Metaphor - in a situation where he is "trapped," but trapped both figuratively and physically
Godmother is a very interesting character
Attention whore - pulls all attention to herself, prima donna, narcissist and sociopath.
Control Freak - tries to control everything.
Drama Queen - dramatizes any situation.

In general, you can apply all the existing bad adjectives to this character, because all her passive-aggressive actions make her a real Evil Stepmother.
Harry, the main character's ex-boyfriend.

Nice guy - nice, but very useless guy.

Alcoholic and Woman hater, the most unpleasant character perhaps. Although there are no unambiguously positive ones here.

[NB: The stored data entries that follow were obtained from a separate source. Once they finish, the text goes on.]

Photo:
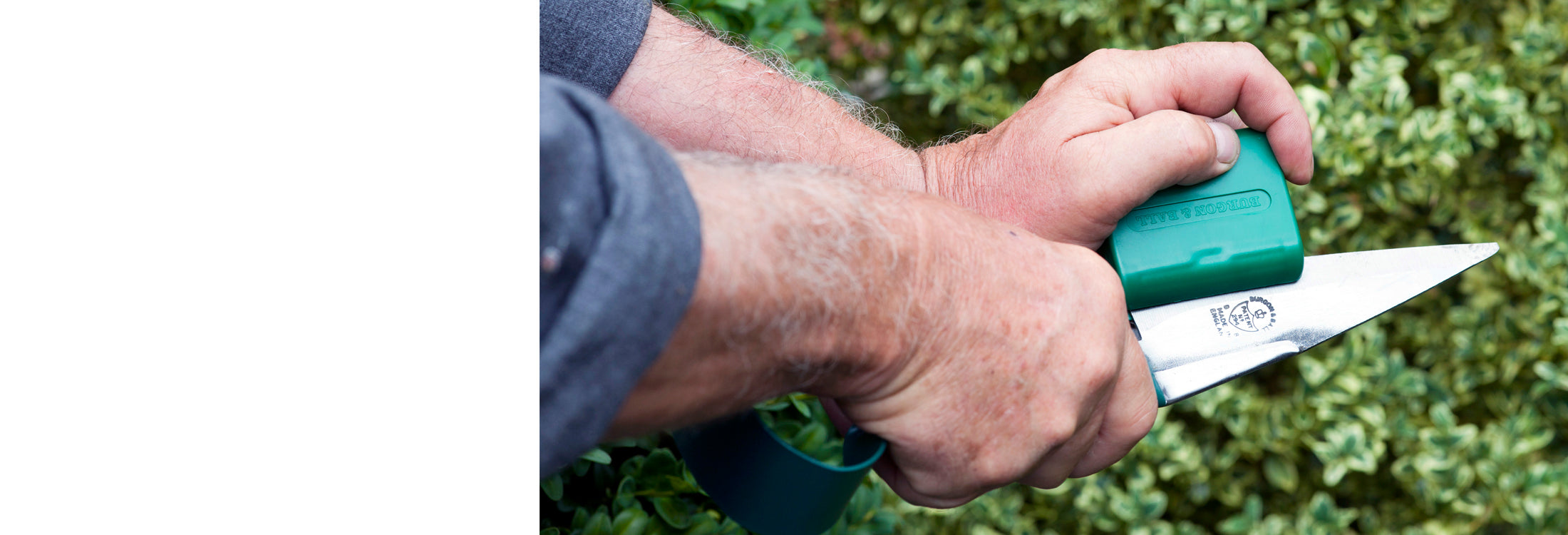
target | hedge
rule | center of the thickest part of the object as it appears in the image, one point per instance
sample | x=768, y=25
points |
x=1433, y=123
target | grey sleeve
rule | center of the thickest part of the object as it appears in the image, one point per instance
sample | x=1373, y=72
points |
x=592, y=41
x=620, y=253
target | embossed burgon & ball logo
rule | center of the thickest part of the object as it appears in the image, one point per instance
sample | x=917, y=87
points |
x=1252, y=316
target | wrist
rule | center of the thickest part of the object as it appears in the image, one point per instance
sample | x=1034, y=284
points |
x=944, y=168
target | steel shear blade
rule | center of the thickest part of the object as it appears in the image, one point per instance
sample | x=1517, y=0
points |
x=1198, y=344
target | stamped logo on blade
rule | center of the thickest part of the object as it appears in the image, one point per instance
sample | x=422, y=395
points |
x=1252, y=316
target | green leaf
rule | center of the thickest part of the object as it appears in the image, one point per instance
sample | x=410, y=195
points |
x=597, y=455
x=1280, y=473
x=554, y=486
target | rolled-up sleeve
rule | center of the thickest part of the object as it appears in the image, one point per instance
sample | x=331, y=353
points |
x=592, y=43
x=620, y=255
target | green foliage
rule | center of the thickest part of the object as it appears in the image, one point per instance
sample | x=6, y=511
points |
x=1435, y=121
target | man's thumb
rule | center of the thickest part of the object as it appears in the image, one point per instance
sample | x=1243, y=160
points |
x=1156, y=151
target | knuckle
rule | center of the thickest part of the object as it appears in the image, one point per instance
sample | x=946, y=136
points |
x=1103, y=371
x=1057, y=432
x=993, y=471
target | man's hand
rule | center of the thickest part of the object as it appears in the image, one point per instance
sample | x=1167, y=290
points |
x=1016, y=366
x=982, y=353
x=1115, y=128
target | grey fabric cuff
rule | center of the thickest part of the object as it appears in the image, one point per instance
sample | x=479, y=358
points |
x=621, y=247
x=592, y=41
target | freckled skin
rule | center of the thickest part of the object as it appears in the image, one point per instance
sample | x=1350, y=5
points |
x=1002, y=352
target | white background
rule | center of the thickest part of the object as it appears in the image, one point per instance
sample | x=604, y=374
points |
x=265, y=267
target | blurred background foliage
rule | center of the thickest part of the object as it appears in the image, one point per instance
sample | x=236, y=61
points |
x=1435, y=121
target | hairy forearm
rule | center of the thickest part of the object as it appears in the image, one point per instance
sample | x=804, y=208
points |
x=803, y=285
x=696, y=93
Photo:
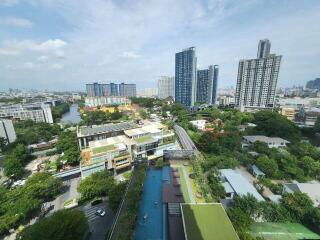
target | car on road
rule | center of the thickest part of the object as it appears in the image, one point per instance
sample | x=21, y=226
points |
x=96, y=201
x=100, y=212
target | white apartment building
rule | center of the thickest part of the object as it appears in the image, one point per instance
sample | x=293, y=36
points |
x=37, y=112
x=7, y=130
x=257, y=82
x=165, y=87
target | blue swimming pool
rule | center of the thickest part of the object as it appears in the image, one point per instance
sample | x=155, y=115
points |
x=151, y=221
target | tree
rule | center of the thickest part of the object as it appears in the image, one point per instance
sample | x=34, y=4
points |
x=3, y=143
x=297, y=204
x=96, y=185
x=64, y=224
x=275, y=125
x=12, y=167
x=268, y=165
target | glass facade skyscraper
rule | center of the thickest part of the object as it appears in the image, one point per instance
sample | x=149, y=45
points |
x=186, y=77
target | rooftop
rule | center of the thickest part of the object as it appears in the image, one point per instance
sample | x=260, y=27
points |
x=265, y=139
x=282, y=231
x=106, y=128
x=207, y=221
x=144, y=139
x=102, y=149
x=239, y=184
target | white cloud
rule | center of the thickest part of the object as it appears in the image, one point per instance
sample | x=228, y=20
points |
x=56, y=66
x=43, y=58
x=8, y=3
x=51, y=46
x=130, y=55
x=16, y=22
x=9, y=52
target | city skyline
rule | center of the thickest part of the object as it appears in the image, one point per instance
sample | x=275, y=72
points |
x=42, y=42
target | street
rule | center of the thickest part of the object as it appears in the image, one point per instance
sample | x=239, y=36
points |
x=99, y=226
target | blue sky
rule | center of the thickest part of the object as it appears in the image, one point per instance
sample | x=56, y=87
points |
x=63, y=44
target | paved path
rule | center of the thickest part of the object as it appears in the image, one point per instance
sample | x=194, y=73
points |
x=189, y=188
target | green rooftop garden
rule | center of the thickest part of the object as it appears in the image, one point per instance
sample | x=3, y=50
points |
x=144, y=139
x=102, y=149
x=282, y=231
x=207, y=221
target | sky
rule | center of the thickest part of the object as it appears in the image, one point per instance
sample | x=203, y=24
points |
x=64, y=44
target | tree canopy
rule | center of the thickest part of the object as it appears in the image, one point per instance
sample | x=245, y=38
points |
x=64, y=224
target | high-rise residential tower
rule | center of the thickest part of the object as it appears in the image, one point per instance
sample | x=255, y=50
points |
x=207, y=85
x=127, y=90
x=165, y=87
x=95, y=90
x=263, y=48
x=186, y=77
x=257, y=82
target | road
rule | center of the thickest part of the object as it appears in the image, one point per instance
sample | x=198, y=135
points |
x=185, y=140
x=99, y=226
x=189, y=188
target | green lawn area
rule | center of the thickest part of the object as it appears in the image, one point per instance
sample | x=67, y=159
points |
x=144, y=139
x=282, y=231
x=103, y=149
x=207, y=221
x=194, y=186
x=184, y=186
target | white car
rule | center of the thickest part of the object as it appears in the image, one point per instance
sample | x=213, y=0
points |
x=100, y=212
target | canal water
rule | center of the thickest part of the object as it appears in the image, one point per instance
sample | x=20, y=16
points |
x=151, y=218
x=73, y=116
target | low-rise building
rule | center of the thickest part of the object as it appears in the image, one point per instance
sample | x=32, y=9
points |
x=199, y=124
x=38, y=112
x=86, y=134
x=235, y=184
x=311, y=189
x=116, y=152
x=272, y=142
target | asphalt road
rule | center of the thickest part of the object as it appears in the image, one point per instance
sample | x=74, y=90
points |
x=99, y=226
x=185, y=140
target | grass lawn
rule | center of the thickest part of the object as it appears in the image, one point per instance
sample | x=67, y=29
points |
x=194, y=187
x=282, y=231
x=207, y=221
x=103, y=149
x=184, y=186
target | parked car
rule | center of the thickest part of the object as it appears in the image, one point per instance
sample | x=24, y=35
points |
x=96, y=201
x=100, y=212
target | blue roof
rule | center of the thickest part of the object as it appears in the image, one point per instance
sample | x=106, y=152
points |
x=257, y=171
x=240, y=185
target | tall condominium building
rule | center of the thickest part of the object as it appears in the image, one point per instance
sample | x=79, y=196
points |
x=110, y=89
x=7, y=130
x=95, y=90
x=186, y=77
x=257, y=82
x=207, y=85
x=127, y=90
x=166, y=87
x=263, y=48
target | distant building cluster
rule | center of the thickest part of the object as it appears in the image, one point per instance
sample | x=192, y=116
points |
x=38, y=112
x=111, y=89
x=7, y=130
x=166, y=87
x=192, y=85
x=115, y=146
x=257, y=79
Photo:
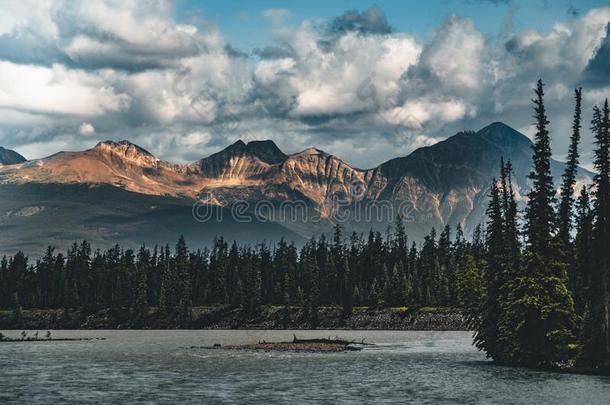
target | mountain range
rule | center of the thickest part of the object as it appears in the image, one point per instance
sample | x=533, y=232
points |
x=120, y=192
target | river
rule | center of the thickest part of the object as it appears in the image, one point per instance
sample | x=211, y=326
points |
x=160, y=366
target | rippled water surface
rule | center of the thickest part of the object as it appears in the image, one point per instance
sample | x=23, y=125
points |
x=161, y=366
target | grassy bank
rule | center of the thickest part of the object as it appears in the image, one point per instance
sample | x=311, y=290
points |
x=223, y=317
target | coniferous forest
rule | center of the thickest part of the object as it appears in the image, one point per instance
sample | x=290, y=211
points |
x=533, y=282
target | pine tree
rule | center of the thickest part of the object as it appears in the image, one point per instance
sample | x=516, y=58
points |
x=580, y=276
x=596, y=352
x=142, y=270
x=486, y=325
x=569, y=175
x=469, y=284
x=540, y=215
x=182, y=281
x=540, y=317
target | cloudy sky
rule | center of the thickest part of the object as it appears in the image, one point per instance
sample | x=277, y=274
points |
x=365, y=81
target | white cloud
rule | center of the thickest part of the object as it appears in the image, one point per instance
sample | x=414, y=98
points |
x=57, y=90
x=86, y=128
x=129, y=70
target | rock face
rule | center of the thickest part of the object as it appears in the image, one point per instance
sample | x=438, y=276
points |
x=438, y=185
x=10, y=157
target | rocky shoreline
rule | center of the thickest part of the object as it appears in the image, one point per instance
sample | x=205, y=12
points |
x=223, y=317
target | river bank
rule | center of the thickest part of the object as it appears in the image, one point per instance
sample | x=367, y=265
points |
x=222, y=317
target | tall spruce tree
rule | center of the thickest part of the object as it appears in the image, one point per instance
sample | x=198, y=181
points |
x=540, y=317
x=569, y=175
x=583, y=250
x=596, y=351
x=486, y=323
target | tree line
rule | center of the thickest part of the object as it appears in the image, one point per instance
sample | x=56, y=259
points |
x=377, y=270
x=545, y=300
x=534, y=283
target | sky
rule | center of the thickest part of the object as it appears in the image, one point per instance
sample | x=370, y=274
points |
x=364, y=81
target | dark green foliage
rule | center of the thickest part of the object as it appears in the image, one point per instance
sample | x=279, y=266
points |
x=569, y=175
x=540, y=215
x=372, y=271
x=596, y=351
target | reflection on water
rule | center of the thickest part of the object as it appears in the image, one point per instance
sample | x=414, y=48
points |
x=160, y=366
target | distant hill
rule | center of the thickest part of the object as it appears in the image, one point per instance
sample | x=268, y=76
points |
x=10, y=157
x=105, y=194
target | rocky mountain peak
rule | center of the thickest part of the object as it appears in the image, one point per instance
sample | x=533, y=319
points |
x=10, y=157
x=266, y=150
x=125, y=150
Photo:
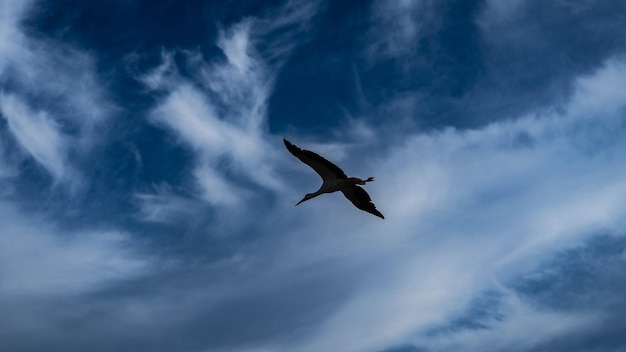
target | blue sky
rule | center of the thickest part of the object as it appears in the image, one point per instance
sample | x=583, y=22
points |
x=146, y=198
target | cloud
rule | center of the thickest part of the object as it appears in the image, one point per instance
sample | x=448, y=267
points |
x=38, y=135
x=51, y=95
x=39, y=260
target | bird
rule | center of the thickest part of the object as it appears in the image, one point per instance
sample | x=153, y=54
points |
x=334, y=179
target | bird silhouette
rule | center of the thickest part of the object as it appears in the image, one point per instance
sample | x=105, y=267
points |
x=334, y=180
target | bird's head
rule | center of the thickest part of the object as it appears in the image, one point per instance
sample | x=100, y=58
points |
x=306, y=197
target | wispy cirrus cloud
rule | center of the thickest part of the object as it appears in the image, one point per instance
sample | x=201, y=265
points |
x=221, y=111
x=37, y=134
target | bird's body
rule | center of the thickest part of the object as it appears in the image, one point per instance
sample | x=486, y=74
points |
x=334, y=179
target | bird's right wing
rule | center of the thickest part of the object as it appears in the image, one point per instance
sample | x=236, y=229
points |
x=323, y=167
x=361, y=200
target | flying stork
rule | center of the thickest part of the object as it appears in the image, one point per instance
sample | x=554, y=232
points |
x=334, y=180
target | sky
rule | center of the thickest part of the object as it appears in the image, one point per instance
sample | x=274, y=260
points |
x=147, y=199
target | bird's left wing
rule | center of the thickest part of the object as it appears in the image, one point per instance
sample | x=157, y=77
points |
x=361, y=200
x=323, y=167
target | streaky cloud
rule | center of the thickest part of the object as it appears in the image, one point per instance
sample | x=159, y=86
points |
x=38, y=135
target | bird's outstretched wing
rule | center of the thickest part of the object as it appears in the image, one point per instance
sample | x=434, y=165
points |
x=361, y=200
x=323, y=167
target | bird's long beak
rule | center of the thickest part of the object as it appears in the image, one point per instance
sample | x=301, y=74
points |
x=307, y=197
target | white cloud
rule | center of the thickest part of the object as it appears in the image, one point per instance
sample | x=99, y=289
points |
x=398, y=27
x=466, y=210
x=224, y=124
x=39, y=260
x=63, y=83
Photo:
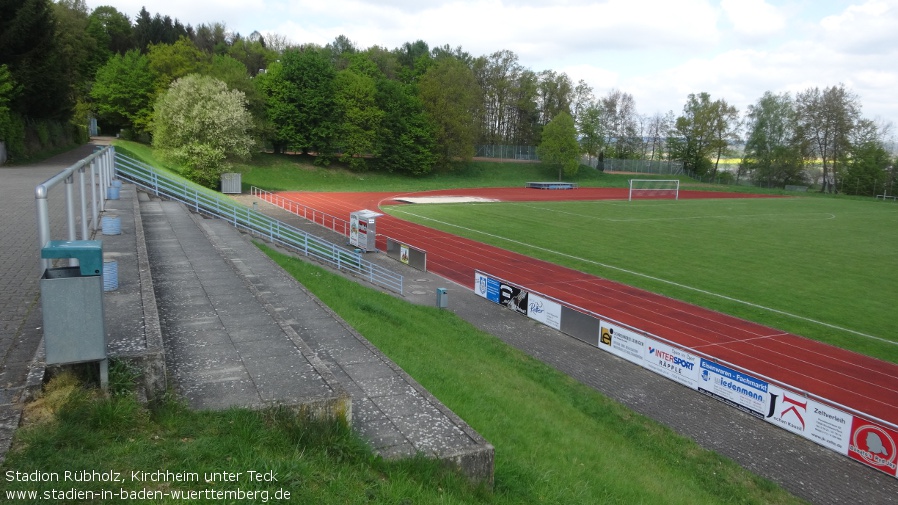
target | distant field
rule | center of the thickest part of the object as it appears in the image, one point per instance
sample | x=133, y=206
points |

Fashionista - oddly enough, we have a rare trope here where a heterosexual male is so concerned about his appearance!
At the end of the series we see a bittersweet ending, not a happy ending - as in most dramatic narratives. The heroine seems to have found herself, achieved peace and harmony inside, but at the same time her deep desire eludes her again.

This is both a comedic and at the same time sad series, with a great dramatic line, full of black humor and poignant moments. All the characters here are anti-heroes, and we are shown very vividly their unattractiveness and fragility at the same time.

Everyone has problems, everyone has tragedies, everyone makes mistakes. Perhaps only the guinea pig is doing well.

That's how it is, our human nature.

And that's why pencils have erasers.